Agenda CulturalRio de Janeiro - RJ

Exposição Negativa Luz Negra em Niterói grátis

38views
Exposição Negativa Luz Negra em Niterói grátis
A exposição Negativa Luz Negra é composta por dez fotografias e um vídeo-arte. As fotos,
medindo 1,60m de altura, retratam pessoas negras da Bahia e do Rio de Janeiro. Coladas em papel-
adesivo na parede, e recortados na silhueta, os corpos inteiros desses homens e mulheres em
negativo, brilham, iluminados por uma luz negra dentro de um quarto escuro, hermeticamente
fechado. Para chegar lá, percorremos um curto labirinto em zig-zag. Ao lado de cada fotografia,
vemos a árvore genealógica de cada um deles, até onde eles lembram: a maioria só conhece os pais,
alguns os avós, mas ninguém vai muito longe na lembrança dos antepassados.
O objetivo desse trabalho é gerar uma reflexão sobre a memória e sobre o lugar que as
pessoas negras ocupam na sociedade e na arte brasileira. A ideia é que essa exposição traga à luz
essa constante negativização histórica das pessoas negras em nosso país, mas invertendo-a,
revelando corpos negros anônimos brilhando, explodindo luz, e sendo os grandes protagonistas.
A experiência de ficar meio cego, penetrando no negro labirinto da memória unida ao som
do vídeo-arte, que ecoará por todo o quarto escuro, proporcionará uma vivência sensorial
sinestésica ao público que visitar a exposição.
As fotos são de pessoas da Bahia e do Rio de Janeiro porque eram nesses locais que estavam
localizados os principais portos onde chegavam os negros africanos escravizados na época da
colônia. Graduada em História pela Puc-Rio e em Montagem pela EICTV, a Escola de Cinema de
Cuba, as fotografias são de Lívia Uchôa, cineasta independente.
 
Texto curatorial:
As imagens de Lívia Uchôa buscam resgatar a vitalidade anônima, a ancestral força, a
inquebrantável alma que quase trezentos séculos de escravidão não puderam fazer curvar homens
e mulheres negras, que tanto contribuíram culturalmente para a formação do povo brasileiro, mas
que tão poucas vezes foram dado voz como protagonistas.
A estética da fotógrafa vem justamente marcar essas silhuetas, acentuar esse não dito, dar luz ao
que querem ocultar.
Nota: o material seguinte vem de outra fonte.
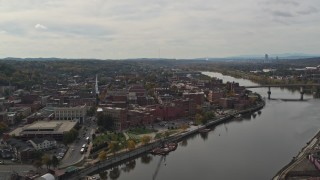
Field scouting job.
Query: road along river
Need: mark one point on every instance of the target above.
(255, 147)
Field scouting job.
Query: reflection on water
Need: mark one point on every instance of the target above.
(204, 135)
(184, 143)
(114, 173)
(146, 158)
(245, 148)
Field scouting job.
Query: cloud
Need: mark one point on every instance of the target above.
(282, 14)
(137, 28)
(309, 10)
(40, 27)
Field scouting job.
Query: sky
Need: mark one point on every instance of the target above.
(120, 29)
Revelando esses corpos fosforescentes de luz e potência, há todo um mar de
gestos não resignados, que dançam, cantam, riem e observam, trazendo à luz o que a sociedade
nega. Lívia age como que diante de um microscópio, dando brilho ao que querem escuro,
iluminando os meandros negros de dois estados de nosso país: Bahia e Rio de Janeiro.
As dez fotos da exposição Negativa Luz Negra nos convidam a adentrar a câmara escura do
passado afro-brasileiro. Essa imersão em território de violência e esquecimento, marginalização
e holocausto, faz-nos amargamente refletir no papel que as artes institucionalizadas reservam
para esse grande alicerce da cultura nacional. Reflexão que coloca o expectador sensível em uma
situação de embaraço e incômodo, para entender todo o processo discriminatório por qual passou
toda uma nação.
Glauber Lauria
 
Texto plotado na parede da exposição:

Conhecer o passado é conhecer a si mesmo. No caso de nós, descendentes de negros, nossas raízes são desconhecidas. Qual a etnia de meu bisavô, negro escravizado que veio da África?

No labirinto da memória, há coisas que guardamos na lembrança e no esquecimento. Na construção da História oficial de um país, há memórias que são jogadas à luz e outras esquecidas na escuridão. Até hoje tratados como minoria, assassinados, marginalizados e negativizados, os negros continuam com sua história ocultada e pouco valorizada.

Essa exposição vêm trazer à luz essa constante negativização histórica das pessoas negras em nosso país, mas pretende invertê-la, fazendo os pretos literalmente brilharem, refletindo luz e sendo os grandes protagonistas da obra de arte.

Como diz o poeta Waly Salomão, “a memória é uma ilha de edição”. E aqui ela está representada nesse quarto escuro labiríntico, onde só revelamos as fotografias que queremos gravar na nossa memória, que queremos salvar na nossa história: corpos inteiros, reais, negros anônimos protagonistas, descendentes de um povo escravizado, brilhando como a luz da lua.